The actual amendment, whose provisions contradict the central premise of two Plain Dealer news stories and one opinion column from the past week, follows.

Representative Sears moved to amend as follows:

Between lines 131812 and 131813, insert:


(A) Legislation shall be introduced in the House of Representatives to

reform the Medicaid program and Ohio’s health care delivery system. The

Director of the Governor’s Office of Health Transformation and the Medicaid

Director shall provide assistance in developing the legislation. The legislation

shall include, but not be limited to, all of the following:

(1) A focus on individuals who have the greatest potential to obtain the

income and resources that would enable them to cease enrollment in Medicaid

and instead obtain health care coverage through employer-sponsored health

insurance or the health insurance marketplace;

(2) Strategies to lower Medicaid caseloads by promoting

employment-related services available under Medicaid, including Medicaid

managed care, and promoting other programs that offer workforce readiness,

educational, and wellness services;

(3) Provisions that seek to do both of the following:

(a) Lower net state and federal costs for the Medicaid program;

(b) Reduce the number of individuals who enroll in Medicaid over time.
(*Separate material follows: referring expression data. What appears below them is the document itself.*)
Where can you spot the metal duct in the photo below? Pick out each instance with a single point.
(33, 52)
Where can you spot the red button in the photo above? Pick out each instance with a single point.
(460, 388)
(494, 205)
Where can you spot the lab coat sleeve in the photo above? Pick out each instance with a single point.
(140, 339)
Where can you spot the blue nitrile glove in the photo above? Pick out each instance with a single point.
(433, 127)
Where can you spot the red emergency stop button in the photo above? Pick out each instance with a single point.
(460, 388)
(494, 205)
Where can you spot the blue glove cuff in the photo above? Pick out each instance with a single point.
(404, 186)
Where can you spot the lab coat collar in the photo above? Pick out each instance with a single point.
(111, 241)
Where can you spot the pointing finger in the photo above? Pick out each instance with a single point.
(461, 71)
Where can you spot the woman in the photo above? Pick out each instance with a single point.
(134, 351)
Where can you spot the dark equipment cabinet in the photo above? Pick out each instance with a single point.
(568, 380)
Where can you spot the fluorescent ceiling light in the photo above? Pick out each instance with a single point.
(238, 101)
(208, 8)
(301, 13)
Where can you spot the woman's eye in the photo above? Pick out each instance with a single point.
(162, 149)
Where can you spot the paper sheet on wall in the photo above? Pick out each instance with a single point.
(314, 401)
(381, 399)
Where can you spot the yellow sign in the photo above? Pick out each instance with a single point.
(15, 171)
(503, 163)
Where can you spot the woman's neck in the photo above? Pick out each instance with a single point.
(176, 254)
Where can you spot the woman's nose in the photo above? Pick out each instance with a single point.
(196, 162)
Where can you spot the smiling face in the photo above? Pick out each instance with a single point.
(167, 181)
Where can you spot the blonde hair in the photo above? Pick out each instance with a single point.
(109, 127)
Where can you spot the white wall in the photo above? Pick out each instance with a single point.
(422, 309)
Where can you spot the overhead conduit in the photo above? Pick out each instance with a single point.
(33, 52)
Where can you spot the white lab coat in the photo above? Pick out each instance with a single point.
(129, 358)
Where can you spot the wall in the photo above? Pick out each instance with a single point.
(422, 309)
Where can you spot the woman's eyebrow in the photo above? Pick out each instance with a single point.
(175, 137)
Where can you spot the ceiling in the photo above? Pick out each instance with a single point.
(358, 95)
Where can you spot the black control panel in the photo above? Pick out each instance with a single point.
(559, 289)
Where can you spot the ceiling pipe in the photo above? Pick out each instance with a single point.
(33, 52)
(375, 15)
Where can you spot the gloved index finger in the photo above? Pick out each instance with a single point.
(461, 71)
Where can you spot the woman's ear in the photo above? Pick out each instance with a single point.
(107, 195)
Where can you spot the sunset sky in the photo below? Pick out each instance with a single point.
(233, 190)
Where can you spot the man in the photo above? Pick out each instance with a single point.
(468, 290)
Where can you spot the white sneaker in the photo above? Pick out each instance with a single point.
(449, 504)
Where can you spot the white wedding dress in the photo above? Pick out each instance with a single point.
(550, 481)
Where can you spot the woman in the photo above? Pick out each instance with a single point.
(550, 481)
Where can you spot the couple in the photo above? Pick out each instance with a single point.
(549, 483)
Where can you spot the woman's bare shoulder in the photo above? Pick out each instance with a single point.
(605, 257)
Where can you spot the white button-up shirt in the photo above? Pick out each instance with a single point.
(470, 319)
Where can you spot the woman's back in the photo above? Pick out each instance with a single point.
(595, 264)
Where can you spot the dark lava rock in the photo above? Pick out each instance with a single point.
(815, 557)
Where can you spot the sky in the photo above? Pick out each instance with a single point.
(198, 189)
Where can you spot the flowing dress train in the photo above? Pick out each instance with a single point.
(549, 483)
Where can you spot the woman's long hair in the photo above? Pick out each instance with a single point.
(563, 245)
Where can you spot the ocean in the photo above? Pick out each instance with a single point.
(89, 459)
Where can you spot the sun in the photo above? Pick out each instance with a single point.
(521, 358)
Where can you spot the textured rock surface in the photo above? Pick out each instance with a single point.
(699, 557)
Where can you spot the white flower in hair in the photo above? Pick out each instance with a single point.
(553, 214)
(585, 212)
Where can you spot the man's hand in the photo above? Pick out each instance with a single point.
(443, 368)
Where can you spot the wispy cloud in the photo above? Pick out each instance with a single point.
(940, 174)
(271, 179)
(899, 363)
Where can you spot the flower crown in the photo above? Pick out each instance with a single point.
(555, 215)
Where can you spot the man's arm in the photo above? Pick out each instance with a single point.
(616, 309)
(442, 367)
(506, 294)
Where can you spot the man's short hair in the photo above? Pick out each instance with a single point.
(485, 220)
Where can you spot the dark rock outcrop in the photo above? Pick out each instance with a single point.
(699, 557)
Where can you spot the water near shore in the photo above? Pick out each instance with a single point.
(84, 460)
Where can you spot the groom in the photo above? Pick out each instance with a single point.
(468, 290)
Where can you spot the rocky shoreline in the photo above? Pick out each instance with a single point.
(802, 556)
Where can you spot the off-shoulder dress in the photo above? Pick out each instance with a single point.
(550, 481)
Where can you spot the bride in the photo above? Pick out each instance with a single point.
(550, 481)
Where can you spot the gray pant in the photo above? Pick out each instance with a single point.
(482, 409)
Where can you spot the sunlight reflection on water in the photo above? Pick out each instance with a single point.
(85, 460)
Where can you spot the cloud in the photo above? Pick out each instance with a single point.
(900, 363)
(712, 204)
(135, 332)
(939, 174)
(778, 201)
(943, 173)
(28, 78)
(B) The legislation may call for amending the state Medicaid plan,

obtaining a waiver under the “Social Security Act,” section 1115, 42 U.S.C.

1315, or a combination of the two. Subject to division (c) of this section, the

Medicaid Director may submit to the United States Department of Health and

Human Services a state Medicaid plan amendment, a request for a section 1115

waiver, or a combination of the two.

(C) Not sooner than September 15, 2013, and not later than October 1,

2013, the Directors shall submit to the General Assembly the terms of any

federal approval obtained for the reform. The Directors shall not begin

implementation of the reform unless the General Assembly enacts legislation

authorizing implementation. If the General Assembly does not enact such

legislation on or before December 31, 2013, the Directors shall cease any

activity regarding this reform, including pursuing a Medicaid plan amendment,

section 1115 waiver, or combination of the two.”